The End of the Bush Presidency

As hard as I try, I still can't believe that it's over in four days.

There are moments when our passion for something is truly born. I've often cited those few minutes on South Street in Boston as the time that music took over. I heard the notes to Uncle Tupelo's "New Madrid" while lounging around on a lazy weekend afternoon and things have honestly never been the same.

When it comes to my now near-obsessive interest in politics and policy, I think it was a combination of events. First off, near the end of the 1990s there were a series of health issues within my family that brought on an interest in public policy. And then there was a profile of Al Gore in the New York Times. Within this piece, the writer highlighted not only Gore's lifelong interest in the environment, but his vast curiosity about about space, the stars and the unknown. The author went on to write about a fundraiser on Long Island. As the bigwigs awaited Gore's presence and words, Tipper Gore, unable to track down her husband, finally found him about a mile from the gathering, lying on a hill looking up at the stars. The importance of the event inside and the race seemed lost in his almost childlike interest in the mysteries and possibilities of the undiscovered. This brought me back to my childhood. I spent many a night with the blinds to my bedroom window slightly open at the top. For some reason, I couldn't keep my eyes away from the sky and stars. This article, combined with Al and Tipper's interest in health care, made me believe.

The rest is history relative to the outcome. I remember sitting in the MTV offices on the day that the Supreme Court delivered its 5-4 decision. A good friend and I were saddened, disgusted, angered. We felt cheated. Something just didn't feel just. We disliked Bush from the outset. We found him to be a pompous, arrogant frat boy who'd failed in almost every endeavor, yet his name and his family's power brought him to the most important role in the World.

The unraveling that followed has been far beyond our wildest fears. Over the past eight years, my belief in this country has been tested time and again. But every single time I witnessed Bush's unforgiveable mistakes, I tried to think of the possibilities of what could come. But his acts just kept adding up. There was Richard Clarke's warning about an Al Qaeda attack, a fact that his been grossly ignored by the mass media. There were the tax cuts for the most financially comfortable. There was lack of oversight with respect to our entire economy. There was Guantanamo and Abu Ghraib. There was the illegal wiretapping. And the waterboarding. The job losses. The egregious and blatant efforts to help pollute the environment. Six million more without health care. Iraq. WMDs. Church and State.

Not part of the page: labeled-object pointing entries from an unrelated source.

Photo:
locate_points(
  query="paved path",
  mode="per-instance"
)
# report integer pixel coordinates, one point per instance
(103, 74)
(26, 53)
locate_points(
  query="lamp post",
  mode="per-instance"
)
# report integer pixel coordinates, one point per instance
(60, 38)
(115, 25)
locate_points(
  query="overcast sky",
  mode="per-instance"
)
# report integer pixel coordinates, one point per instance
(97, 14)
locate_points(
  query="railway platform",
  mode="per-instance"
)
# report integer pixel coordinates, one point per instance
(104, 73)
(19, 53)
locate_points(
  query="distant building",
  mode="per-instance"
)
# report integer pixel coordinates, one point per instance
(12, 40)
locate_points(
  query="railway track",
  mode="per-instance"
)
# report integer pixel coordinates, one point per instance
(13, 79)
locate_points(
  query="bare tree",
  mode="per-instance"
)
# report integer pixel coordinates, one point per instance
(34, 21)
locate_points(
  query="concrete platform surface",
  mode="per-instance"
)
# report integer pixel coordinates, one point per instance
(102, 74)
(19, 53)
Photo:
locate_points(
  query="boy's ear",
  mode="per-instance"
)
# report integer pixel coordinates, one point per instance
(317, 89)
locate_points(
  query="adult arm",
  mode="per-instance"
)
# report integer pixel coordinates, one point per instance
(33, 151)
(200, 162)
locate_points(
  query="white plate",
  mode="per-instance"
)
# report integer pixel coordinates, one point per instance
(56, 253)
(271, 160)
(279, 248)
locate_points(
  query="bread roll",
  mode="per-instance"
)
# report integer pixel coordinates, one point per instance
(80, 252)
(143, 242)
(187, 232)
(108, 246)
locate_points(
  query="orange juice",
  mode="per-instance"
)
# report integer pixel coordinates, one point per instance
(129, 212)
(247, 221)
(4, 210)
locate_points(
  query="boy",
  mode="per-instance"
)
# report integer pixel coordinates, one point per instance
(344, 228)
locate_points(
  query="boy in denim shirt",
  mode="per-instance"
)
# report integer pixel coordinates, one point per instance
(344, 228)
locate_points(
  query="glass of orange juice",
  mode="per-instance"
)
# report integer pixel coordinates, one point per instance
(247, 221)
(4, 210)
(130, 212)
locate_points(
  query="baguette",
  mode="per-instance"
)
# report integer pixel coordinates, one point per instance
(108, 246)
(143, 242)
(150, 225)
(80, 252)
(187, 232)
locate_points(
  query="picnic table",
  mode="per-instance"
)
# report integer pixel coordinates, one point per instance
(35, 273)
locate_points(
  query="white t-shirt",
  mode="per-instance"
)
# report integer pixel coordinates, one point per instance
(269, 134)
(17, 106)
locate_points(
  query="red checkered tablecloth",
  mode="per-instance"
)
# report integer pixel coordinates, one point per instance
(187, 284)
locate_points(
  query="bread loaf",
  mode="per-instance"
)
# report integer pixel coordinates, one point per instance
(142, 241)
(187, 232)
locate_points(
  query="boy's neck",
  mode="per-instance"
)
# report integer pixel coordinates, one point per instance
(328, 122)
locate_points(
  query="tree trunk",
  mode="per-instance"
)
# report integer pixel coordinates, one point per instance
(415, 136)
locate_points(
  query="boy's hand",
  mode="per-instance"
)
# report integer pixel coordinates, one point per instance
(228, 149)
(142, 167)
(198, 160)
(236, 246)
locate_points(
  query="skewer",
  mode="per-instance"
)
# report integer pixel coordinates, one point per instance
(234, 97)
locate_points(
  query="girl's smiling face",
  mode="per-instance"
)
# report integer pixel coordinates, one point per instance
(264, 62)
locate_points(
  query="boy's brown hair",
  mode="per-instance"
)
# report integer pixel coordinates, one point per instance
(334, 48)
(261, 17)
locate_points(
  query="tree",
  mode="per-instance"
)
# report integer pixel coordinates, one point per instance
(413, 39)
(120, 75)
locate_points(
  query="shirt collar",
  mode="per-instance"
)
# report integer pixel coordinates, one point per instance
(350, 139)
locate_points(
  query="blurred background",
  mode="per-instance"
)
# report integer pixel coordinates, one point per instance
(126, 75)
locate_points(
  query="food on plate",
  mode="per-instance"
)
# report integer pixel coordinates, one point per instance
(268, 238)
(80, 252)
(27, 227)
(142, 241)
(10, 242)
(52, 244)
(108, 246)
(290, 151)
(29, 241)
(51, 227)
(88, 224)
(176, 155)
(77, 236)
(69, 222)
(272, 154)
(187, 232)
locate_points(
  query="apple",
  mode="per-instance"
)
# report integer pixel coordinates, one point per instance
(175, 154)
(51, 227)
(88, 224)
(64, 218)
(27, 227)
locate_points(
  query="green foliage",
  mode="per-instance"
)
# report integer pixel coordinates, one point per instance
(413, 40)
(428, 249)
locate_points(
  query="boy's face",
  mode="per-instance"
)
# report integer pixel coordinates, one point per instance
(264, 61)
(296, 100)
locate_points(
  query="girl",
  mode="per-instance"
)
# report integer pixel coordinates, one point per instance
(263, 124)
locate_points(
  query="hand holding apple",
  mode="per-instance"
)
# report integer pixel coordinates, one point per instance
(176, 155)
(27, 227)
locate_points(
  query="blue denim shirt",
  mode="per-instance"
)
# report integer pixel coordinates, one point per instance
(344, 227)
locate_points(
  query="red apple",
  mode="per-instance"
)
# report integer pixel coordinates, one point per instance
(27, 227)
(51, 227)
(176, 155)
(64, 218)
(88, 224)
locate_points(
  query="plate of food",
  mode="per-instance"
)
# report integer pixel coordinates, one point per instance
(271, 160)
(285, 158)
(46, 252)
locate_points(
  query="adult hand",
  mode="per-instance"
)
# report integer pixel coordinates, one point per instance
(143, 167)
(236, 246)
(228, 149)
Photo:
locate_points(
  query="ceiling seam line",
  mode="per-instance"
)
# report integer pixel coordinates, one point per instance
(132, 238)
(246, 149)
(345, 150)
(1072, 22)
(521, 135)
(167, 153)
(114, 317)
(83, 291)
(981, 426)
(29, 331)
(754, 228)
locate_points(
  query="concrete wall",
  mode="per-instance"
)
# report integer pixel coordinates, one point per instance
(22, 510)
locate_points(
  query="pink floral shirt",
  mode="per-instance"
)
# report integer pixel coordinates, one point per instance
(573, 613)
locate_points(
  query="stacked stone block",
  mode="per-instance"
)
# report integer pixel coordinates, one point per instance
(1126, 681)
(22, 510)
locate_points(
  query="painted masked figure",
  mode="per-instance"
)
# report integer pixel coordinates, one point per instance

All that said, I think the images from his eight years that define him in my eyes are the pictures and videos from the streets of New Orleans in 2005. I remember watching the news round-the-clock, and on the second day, sitting alone in my apartment, standing up and wailing, "Where is our president!?!?!!" I mean, I didn't vote for the guy, but I had to at least expect some sort of response to the horror that was drowning an entire American city. As the days played out and the bodies floated and the city's citizens howled for help, my anger towards this man deepened. Over time, I somehow managed to shift a lot of this anger to clock-watching.

When George W. Bush was the governor of Texas, he presided over more executions than any governor in modern history. He was so at ease with the chair, that he picked up the nickname the "Texecutioner". 152 put to death in his six years. Since "winning" the presidency, it would be impossible to count the number of human beings to either die, lose limbs and/or suffer irreparable mental and physical torture under his watch. I am just 35 years old, and if I live to be 100, I can't imagine us ever having to endure a president as cold, unfair and deceitful as George W. Bush.

In just four days, it's finally over. This has been a presidency for the ages, one that will ultimately be judged by the passing of time, but as he steps aside, it's impossible to reflect and not feel overwhelmed by his disgraceful "leadership" both here and abroad. As I sit here with my eyes on the clock, I realize that we're just a few days away.